Da nessuna parte ci si muove per motivi di calcolo e per provare nuove strade. Eppure siamo in una fase dove si esprimono forme di protagonismo civile. La più recente è quella delle iniziative contro il genocidio in atto e per il riconoscimento dello Stato di Palestina; attraversa l’Europa e ci mostra un popolo impegnato con determinazione per la pace in Ucraina ed in Medioriente. Centinaia di migliaia di uomini e donne in questi mesi hanno scelto di dimostrare nelle nostre piazze capacità inedite di partecipazione a prescindere dai partiti: scegliere di essere in campo in prima persona non vuol dire che si è lontani dalla politica. Indica, invece, una idea alta della politica come strumento collettivo per modificare l’esistente e prefigurare un futuro diverso, che si misuri con questa fase e contro la destra di governo, con espressioni limpide che chiedono nuova giustizia sociale, libertà ed autodeterminazione dei popoli. Queste forme assomigliano a quelle degli anni Settanta ed ancor di più a quelle degli anni Ottanta: movimento per la pace, movimento antimafia innanzitutto al Sud, contro le mafie. In quegli anni, seppur con i primi elementi di crisi del sistema dei partiti, il Pci seppe cogliere le sollecitazioni e le traspose nella lotta per il cambiamento del Paese. Oggi, tranne rare eccezioni individuali della Schlein e di Fratoianni, i partiti rimangono chiusi nelle loro gabbie, prigionieri di guerre interne e succubi di una assenza di visione. Riflettendo su queste cose mi torna alla mente una lettera di Luigi Longo pubblicata su «Rinascita» nel 1968: quel segretario del Pci apriva il confronto con lo straordinario movimento studentesco e comprendeva la straordinaria portata di cambiamento nella politica italiana ed innanzitutto nel Pci. Quell’apertura, ripresa poi da Berlinguer, alle istanze della gioventù italiana aprì a importanti successi per il partito comunista. Il tempo non si può ripetere, però: oggi, o si cambia aprendo orizzonti di libertà e partecipazione, oppure si consegnano praterie alla conservazione, facendo ricadere nell’isolamento le speranze di questi giovani. Il campo largo è una formula politica utile, ma non basta: ha bisogno di idee, emozioni ed interessi nuovi. Si potrà vincere solo se si costruirà l’alternativa, che ha bisogno di valori forti.

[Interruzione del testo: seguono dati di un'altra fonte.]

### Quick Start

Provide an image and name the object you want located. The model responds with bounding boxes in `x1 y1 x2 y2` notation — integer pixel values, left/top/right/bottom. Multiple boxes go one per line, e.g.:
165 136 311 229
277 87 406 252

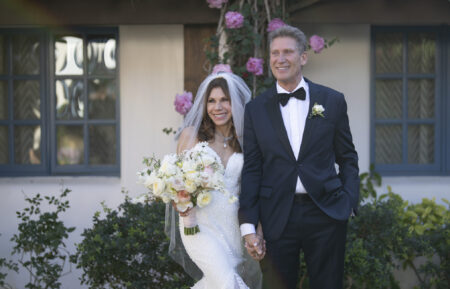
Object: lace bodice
180 146 256 289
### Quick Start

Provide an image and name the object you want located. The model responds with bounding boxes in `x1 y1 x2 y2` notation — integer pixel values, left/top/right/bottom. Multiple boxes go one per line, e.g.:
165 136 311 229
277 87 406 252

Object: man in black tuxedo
239 26 359 289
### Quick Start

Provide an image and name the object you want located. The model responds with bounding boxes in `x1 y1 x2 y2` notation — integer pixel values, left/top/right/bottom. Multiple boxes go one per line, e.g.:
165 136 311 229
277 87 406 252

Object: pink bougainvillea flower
177 190 191 203
267 18 286 32
213 63 233 73
174 91 192 115
309 35 325 53
246 57 264 75
206 0 228 9
225 11 244 29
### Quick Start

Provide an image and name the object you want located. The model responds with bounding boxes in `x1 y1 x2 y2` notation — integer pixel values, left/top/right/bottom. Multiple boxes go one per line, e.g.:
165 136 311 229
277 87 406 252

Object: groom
239 26 359 289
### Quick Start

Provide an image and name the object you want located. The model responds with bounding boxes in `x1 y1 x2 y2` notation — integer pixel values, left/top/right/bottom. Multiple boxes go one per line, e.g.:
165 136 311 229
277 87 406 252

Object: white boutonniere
309 102 325 118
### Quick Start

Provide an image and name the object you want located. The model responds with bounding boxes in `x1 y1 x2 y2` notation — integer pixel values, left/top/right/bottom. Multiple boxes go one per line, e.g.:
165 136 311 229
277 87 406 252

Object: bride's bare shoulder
177 126 198 153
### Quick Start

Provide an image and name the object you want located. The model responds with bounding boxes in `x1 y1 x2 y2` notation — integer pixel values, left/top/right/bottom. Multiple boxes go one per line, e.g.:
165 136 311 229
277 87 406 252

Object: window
0 28 120 176
371 27 450 175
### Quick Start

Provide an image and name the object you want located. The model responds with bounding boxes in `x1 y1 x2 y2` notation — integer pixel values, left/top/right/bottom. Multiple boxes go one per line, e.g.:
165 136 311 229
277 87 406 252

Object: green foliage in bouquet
72 197 193 289
11 189 75 289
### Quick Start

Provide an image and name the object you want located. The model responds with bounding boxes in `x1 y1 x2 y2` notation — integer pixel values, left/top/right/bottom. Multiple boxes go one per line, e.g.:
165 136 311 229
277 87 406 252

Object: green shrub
11 189 75 289
72 194 193 289
299 166 450 289
0 234 19 288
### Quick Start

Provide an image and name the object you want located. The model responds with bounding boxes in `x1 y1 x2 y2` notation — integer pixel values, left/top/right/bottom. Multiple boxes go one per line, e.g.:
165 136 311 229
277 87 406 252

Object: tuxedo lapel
265 86 295 159
297 78 322 161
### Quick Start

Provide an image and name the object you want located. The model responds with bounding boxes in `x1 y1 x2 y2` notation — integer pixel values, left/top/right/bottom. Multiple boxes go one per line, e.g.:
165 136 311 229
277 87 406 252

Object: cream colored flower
309 102 325 118
177 202 194 212
184 180 197 193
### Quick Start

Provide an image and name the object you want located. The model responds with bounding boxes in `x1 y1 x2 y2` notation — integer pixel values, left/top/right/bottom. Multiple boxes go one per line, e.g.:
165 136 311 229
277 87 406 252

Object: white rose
152 178 166 196
313 104 325 114
182 159 197 172
159 154 178 176
161 194 172 204
131 194 148 204
170 176 184 191
197 192 212 208
177 202 194 212
184 180 197 193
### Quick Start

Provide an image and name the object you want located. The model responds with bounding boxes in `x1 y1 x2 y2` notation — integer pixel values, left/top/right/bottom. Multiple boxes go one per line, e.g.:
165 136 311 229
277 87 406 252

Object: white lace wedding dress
180 146 259 289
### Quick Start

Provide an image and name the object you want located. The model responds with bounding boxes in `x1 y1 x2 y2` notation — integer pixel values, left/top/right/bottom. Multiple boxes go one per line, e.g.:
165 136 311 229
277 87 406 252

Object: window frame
0 27 121 177
370 26 450 176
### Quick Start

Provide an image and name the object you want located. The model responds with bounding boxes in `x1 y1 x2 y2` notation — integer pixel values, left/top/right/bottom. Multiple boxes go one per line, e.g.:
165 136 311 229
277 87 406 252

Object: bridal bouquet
135 143 237 235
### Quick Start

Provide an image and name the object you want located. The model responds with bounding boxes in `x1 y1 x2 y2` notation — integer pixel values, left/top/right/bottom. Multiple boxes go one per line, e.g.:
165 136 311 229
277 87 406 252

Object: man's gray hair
268 25 308 54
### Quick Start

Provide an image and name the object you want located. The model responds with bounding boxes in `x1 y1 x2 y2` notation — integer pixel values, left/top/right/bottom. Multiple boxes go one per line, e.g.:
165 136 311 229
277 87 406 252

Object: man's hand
244 233 266 261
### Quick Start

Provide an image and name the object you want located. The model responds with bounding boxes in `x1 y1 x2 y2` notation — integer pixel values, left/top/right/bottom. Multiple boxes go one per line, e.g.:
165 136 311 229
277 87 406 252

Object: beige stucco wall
0 25 184 289
298 24 450 203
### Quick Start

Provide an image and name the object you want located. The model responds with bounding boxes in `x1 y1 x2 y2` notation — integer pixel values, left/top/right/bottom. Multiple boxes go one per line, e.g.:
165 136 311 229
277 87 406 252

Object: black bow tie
278 87 306 106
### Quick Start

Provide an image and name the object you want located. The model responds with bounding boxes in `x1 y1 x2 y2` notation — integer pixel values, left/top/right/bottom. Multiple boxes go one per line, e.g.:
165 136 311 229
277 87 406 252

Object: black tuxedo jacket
239 79 359 240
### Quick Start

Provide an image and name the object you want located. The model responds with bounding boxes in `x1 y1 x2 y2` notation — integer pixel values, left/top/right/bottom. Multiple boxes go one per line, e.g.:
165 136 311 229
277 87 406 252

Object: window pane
375 33 403 73
375 80 402 119
408 33 436 73
14 80 41 119
55 79 84 119
12 35 40 74
408 125 434 164
0 35 8 74
87 36 116 75
88 79 116 119
14 126 41 164
408 79 435 118
89 125 117 165
375 125 402 164
56 125 84 165
0 81 8 119
0 125 9 164
55 36 84 75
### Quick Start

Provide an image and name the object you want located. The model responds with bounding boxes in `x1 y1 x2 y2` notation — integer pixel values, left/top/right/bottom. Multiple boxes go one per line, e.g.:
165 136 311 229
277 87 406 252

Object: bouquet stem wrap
181 211 200 235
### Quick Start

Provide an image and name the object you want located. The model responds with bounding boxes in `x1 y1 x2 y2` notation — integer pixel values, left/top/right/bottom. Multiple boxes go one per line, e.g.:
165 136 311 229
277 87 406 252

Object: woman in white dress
166 72 262 289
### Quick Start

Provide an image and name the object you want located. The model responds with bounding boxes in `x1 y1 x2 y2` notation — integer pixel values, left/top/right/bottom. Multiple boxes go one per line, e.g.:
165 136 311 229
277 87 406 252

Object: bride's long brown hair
197 77 241 152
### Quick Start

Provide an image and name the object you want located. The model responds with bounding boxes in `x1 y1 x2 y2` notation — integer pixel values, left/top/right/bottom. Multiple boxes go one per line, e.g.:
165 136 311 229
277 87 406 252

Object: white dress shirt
240 77 310 236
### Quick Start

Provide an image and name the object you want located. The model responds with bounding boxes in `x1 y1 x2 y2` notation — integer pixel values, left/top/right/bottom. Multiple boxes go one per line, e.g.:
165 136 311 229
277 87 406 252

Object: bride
166 72 262 289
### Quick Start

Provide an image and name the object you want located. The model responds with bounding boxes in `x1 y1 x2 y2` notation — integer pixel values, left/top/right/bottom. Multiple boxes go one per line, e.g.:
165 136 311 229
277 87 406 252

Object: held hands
244 233 266 261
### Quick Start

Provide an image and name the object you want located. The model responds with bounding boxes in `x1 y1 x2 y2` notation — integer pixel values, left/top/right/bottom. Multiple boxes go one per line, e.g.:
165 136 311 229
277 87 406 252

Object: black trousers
261 197 347 289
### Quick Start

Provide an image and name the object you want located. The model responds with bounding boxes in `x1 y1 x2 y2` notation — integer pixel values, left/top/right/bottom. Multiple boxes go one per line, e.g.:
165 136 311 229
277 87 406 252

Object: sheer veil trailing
165 72 261 289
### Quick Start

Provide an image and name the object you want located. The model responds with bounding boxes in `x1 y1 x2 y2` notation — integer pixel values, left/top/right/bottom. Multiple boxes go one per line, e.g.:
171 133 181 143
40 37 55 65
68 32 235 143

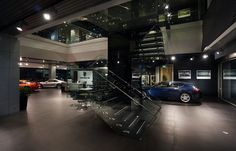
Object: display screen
78 71 93 85
196 70 211 79
178 70 191 79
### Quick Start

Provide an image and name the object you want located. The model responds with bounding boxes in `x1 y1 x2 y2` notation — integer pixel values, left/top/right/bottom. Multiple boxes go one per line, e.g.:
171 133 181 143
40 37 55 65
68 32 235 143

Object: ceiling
85 0 206 32
0 0 109 35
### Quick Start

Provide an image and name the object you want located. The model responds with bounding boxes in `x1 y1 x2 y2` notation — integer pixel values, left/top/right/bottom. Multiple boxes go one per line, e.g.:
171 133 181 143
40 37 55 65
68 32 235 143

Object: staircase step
102 97 119 103
114 106 130 116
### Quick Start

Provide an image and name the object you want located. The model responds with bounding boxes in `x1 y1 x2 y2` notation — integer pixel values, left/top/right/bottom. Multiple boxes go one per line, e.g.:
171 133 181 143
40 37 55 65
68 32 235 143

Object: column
0 34 19 116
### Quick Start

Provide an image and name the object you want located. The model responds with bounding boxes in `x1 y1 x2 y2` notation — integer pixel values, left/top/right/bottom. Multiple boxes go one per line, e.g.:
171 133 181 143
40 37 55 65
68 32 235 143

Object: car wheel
180 93 191 103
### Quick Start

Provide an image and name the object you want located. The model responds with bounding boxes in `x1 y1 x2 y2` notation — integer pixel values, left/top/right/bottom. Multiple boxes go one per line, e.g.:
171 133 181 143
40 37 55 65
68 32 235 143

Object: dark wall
174 54 217 96
108 34 131 82
203 0 236 48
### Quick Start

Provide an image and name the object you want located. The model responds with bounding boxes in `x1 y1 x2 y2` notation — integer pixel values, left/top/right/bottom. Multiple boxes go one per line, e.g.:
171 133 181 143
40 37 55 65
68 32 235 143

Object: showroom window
222 59 236 105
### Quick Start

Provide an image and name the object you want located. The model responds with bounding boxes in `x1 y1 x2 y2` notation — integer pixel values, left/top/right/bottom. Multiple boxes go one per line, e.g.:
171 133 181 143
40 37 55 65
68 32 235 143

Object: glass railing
63 61 161 138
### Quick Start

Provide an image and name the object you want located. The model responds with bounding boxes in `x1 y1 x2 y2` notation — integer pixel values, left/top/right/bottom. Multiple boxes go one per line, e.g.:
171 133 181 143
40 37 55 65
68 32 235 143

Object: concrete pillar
49 65 57 79
155 67 160 83
0 34 19 116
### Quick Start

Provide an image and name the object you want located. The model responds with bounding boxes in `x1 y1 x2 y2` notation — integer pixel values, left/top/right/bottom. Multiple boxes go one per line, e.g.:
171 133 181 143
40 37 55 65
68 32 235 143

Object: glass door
221 59 236 105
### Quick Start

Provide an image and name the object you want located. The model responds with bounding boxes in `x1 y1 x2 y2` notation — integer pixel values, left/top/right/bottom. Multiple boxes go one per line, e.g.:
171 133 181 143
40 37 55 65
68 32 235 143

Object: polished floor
0 89 236 151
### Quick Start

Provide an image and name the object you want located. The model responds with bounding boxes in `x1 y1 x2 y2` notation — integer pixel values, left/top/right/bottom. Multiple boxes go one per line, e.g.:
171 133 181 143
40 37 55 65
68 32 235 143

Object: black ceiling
0 0 109 35
0 0 62 30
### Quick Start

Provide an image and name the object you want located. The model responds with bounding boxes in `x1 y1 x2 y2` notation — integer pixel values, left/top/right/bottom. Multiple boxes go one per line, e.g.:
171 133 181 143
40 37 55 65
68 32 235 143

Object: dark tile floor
0 89 236 151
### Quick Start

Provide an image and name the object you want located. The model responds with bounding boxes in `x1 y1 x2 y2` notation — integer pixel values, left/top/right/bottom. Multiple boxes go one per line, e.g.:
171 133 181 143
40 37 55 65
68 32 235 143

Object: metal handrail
94 70 156 116
108 69 161 108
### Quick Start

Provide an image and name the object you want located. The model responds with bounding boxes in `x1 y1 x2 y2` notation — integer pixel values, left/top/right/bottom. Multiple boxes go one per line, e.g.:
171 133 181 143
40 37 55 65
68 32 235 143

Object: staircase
132 26 165 59
92 69 161 139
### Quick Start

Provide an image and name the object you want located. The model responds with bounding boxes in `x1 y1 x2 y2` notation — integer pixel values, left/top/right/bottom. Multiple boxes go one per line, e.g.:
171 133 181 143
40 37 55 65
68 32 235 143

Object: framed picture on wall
196 70 211 79
178 70 191 79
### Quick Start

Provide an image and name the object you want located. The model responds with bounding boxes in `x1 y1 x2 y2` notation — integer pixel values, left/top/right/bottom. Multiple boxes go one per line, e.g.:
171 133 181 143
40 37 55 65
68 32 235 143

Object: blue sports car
144 81 201 103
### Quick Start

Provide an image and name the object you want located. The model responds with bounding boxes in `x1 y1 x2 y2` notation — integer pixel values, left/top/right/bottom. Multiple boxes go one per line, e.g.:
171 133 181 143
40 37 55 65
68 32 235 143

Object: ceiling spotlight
167 13 171 17
43 13 51 20
170 56 176 61
165 4 169 9
16 26 23 31
202 54 208 59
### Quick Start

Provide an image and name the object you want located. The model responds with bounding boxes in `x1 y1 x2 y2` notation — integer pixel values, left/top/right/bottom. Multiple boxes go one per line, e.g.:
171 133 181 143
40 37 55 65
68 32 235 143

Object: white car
40 79 65 88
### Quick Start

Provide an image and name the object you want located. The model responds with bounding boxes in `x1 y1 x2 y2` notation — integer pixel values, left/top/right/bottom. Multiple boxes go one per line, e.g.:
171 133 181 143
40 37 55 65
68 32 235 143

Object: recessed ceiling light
170 56 176 61
16 26 23 31
43 13 51 20
202 54 208 59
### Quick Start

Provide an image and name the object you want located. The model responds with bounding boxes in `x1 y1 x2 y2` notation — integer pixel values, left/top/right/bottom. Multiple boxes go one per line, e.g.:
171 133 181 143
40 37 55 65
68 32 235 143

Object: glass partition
222 59 236 104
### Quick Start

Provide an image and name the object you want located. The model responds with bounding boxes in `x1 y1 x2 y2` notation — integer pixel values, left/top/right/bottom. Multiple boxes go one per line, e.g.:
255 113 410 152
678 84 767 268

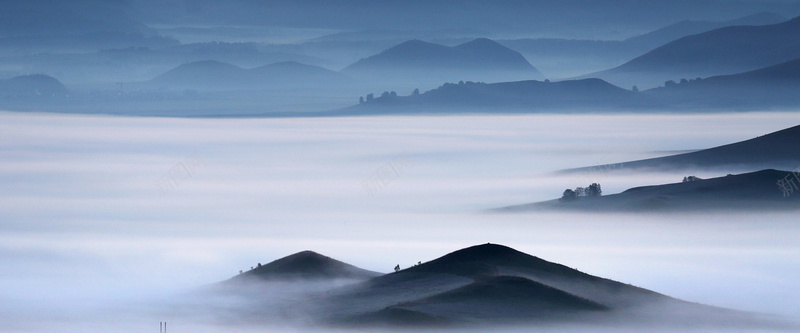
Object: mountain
646 58 800 110
343 38 543 84
499 13 786 81
0 74 67 97
318 243 764 327
591 17 800 86
339 79 655 114
506 170 800 212
228 251 380 281
206 243 778 331
144 60 350 90
563 125 800 173
625 12 786 49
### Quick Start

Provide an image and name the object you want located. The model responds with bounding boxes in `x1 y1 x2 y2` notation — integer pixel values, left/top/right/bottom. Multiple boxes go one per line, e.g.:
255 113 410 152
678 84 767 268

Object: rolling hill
148 60 351 90
343 38 543 84
562 126 800 173
647 58 800 110
228 251 380 282
336 79 657 114
589 17 800 87
504 170 800 212
0 74 67 97
499 13 786 78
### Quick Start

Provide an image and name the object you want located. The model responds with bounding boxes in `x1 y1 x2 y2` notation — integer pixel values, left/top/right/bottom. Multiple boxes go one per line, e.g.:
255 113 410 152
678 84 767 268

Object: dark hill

Su queste considerazioni abbiamo maturato — con l’associazione Democratici per l’Alternativa — l’intento di aprire un nuovo confronto a sinistra in questa regione. Siamo partiti dalla constatazione che il fare politico si stringeva sempre più in circoli oligarchici ed autoreferenziali, in cui il Pd c’era, ma c’erano capibastone e portatori di interessi. Abbiamo svolto questa riflessione a partire dall’osservare ciò che è avvenuto in questi anni: sfrenato personalismo e vere e proprie forme di cesarismo. I processi democratici sono stati compressi, lasciando tutto nelle mani di chi aveva una concezione proprietaria della politica. Pensavamo di tendere una mano alla sinistra e soprattutto al nuovo corso aperto dalla Schlein, lo abbiamo fatto apertamente, senza infingimenti o altri interessi. Perciò riteniamo che ci sia bisogno di dare al campo largo una dimensione diversa da quella del semplice schieramento elettorale. Chiediamo discontinuità profonde e nuove regole per le liste, che superino i vecchi meccanismi correntizi ed aprano alla competizione di idee e di persone che possano rappresentare l’inizio di una nuova classe dirigente. Non c’è alcuna ritrosia sulla candidatura di Roberto Fico, anzi speriamo che possa rappresentare una pagina nuova ed interessante. Il prossimo ottobre presenteremo le schede programmatiche elaborate insieme a quelle associazioni e alle realtà sociali che da tempo hanno chiesto un cambio di passo nel corso delle politiche regionali.